JP II, and me, though? I think we’re going to have beers in Heaven. (In Heaven, I will like beer.)
I fully believe what I have written here before. We are given only what we can handle in life. And when it feels like just one more goddam thing, we are graced with strength and insight greater than we could manage on our own. Whether it comes from within or whether someone appears in our life when we need them the most is irrelevant.
(Appropos of everything, Sliding Doors was on last night. I love John Hannah in that film for so many reasons, not least of which is how he looks in the rain.)
Much of what’s wrong with this country and the world at large comes from trying to interpret Allah/Yahweh/Goddess/God’s “plan” and make it fit into our mortal and limited view of What’s Right. With a human race so gorgeously varied, how can there be one What’s Right? Even within our own little microcosms, when do we decide: “A ha!
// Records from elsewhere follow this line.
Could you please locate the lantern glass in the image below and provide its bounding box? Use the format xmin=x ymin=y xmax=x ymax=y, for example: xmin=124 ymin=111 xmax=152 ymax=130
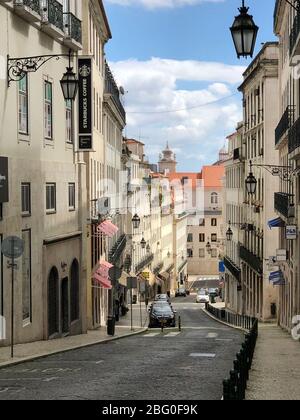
xmin=60 ymin=67 xmax=78 ymax=101
xmin=230 ymin=1 xmax=259 ymax=58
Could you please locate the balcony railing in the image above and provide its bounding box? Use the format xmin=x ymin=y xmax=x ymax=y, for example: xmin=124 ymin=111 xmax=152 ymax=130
xmin=240 ymin=244 xmax=263 ymax=274
xmin=108 ymin=235 xmax=127 ymax=264
xmin=274 ymin=193 xmax=291 ymax=218
xmin=275 ymin=105 xmax=295 ymax=145
xmin=224 ymin=257 xmax=241 ymax=281
xmin=290 ymin=13 xmax=300 ymax=56
xmin=105 ymin=63 xmax=126 ymax=121
xmin=289 ymin=118 xmax=300 ymax=153
xmin=135 ymin=254 xmax=154 ymax=273
xmin=41 ymin=0 xmax=64 ymax=31
xmin=14 ymin=0 xmax=41 ymax=15
xmin=64 ymin=13 xmax=82 ymax=44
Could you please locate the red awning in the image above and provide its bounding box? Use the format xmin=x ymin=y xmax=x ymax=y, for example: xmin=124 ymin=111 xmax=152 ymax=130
xmin=97 ymin=220 xmax=119 ymax=238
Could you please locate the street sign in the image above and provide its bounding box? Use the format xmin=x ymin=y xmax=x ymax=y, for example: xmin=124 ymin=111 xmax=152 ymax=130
xmin=1 ymin=236 xmax=24 ymax=259
xmin=286 ymin=225 xmax=297 ymax=241
xmin=127 ymin=277 xmax=137 ymax=289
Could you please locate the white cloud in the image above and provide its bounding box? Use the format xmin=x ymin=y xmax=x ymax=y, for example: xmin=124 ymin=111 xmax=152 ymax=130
xmin=110 ymin=58 xmax=245 ymax=169
xmin=106 ymin=0 xmax=225 ymax=9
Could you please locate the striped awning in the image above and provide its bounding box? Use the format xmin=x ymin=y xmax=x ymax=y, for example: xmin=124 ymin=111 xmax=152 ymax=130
xmin=97 ymin=220 xmax=119 ymax=238
xmin=93 ymin=261 xmax=113 ymax=289
xmin=268 ymin=217 xmax=285 ymax=229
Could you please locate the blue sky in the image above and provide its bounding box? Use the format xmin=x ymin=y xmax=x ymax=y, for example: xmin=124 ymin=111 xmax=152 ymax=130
xmin=104 ymin=0 xmax=275 ymax=171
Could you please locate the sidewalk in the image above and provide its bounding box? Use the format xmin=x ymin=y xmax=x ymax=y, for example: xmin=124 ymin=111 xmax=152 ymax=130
xmin=246 ymin=324 xmax=300 ymax=401
xmin=0 ymin=304 xmax=148 ymax=368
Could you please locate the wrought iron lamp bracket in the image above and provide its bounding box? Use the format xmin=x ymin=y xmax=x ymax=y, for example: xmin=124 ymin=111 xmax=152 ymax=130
xmin=7 ymin=51 xmax=72 ymax=87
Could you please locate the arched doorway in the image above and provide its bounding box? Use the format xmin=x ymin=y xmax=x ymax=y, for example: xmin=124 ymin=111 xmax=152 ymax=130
xmin=70 ymin=259 xmax=80 ymax=322
xmin=48 ymin=267 xmax=59 ymax=337
xmin=61 ymin=277 xmax=70 ymax=334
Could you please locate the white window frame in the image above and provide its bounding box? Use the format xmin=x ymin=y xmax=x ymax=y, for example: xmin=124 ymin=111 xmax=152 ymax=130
xmin=46 ymin=182 xmax=56 ymax=214
xmin=21 ymin=182 xmax=31 ymax=217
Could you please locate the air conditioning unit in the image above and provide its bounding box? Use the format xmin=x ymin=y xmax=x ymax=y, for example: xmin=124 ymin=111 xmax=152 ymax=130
xmin=98 ymin=197 xmax=111 ymax=216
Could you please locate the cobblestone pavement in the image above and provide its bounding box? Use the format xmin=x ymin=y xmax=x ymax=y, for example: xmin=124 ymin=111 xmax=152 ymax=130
xmin=0 ymin=296 xmax=243 ymax=400
xmin=247 ymin=324 xmax=300 ymax=401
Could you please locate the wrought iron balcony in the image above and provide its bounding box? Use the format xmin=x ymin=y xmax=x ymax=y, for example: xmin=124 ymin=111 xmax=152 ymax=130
xmin=240 ymin=244 xmax=263 ymax=274
xmin=108 ymin=235 xmax=127 ymax=264
xmin=14 ymin=0 xmax=41 ymax=15
xmin=289 ymin=118 xmax=300 ymax=153
xmin=290 ymin=13 xmax=300 ymax=57
xmin=275 ymin=105 xmax=295 ymax=146
xmin=42 ymin=0 xmax=64 ymax=31
xmin=135 ymin=254 xmax=154 ymax=273
xmin=104 ymin=63 xmax=126 ymax=122
xmin=224 ymin=257 xmax=241 ymax=282
xmin=274 ymin=193 xmax=292 ymax=218
xmin=64 ymin=13 xmax=82 ymax=44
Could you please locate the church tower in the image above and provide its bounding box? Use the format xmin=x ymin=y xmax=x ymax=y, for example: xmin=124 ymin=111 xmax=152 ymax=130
xmin=158 ymin=143 xmax=177 ymax=173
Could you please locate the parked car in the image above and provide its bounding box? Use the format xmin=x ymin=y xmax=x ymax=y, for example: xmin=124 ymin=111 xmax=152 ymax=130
xmin=196 ymin=290 xmax=209 ymax=303
xmin=154 ymin=294 xmax=170 ymax=303
xmin=175 ymin=287 xmax=186 ymax=297
xmin=149 ymin=305 xmax=176 ymax=328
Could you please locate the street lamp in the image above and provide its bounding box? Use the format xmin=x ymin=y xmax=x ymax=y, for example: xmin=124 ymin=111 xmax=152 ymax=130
xmin=230 ymin=0 xmax=259 ymax=58
xmin=245 ymin=161 xmax=257 ymax=195
xmin=132 ymin=214 xmax=141 ymax=229
xmin=7 ymin=50 xmax=78 ymax=101
xmin=60 ymin=67 xmax=78 ymax=101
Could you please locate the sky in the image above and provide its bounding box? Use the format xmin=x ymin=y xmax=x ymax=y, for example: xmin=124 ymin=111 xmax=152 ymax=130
xmin=104 ymin=0 xmax=275 ymax=172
This is clearly God’s path for me. This is the road I shall take!”
The point is that we don’t “decide,” as such. Over and over again, I have learned that forcing my life to fit into “God’s plan” causes great harm…quite likely because “God’s plan,” in these instances, looks remarkably like an arbitrary timeline I have pulled out of my butt. Was getting married God’s plan or mine? Is Mom’s cancer part of God’s plan or a result of the choices she made over time? If I have an inconveniently timed chance at being very, very happy about something, for whom is it inconveniently timed? Me? God? The Commonwealth of Virginia?
Who?
Epiphany: I like to believe in God because it prompts as many questions as answers. And asking questions is sort of my Thing.
I am tired of trying to wrap my arms around God’s “plan” for me, and the folly of doing that in the past is very close to my heart right now. So we’ll see where His “plan” and my free will (also His fault) take me. There is one thing that Christians of most flavors believe, though I think too many of us give it less value than it deserves: God loves us and wants us to be happy.
Just because it appears on posters about alcohol does not make it any less true from the Christian point of view.
If happiness — or full-blown, deep-rooted joy — is placed directly in front of you, my fellow Christians, what will you do? Do not ask yourself what Jesus would do — ask yourself why God sacrificed His son in the first place. Be Christlike in loving and serving, but do not assume that you must sacrifice everything that makes your life what God would have it be.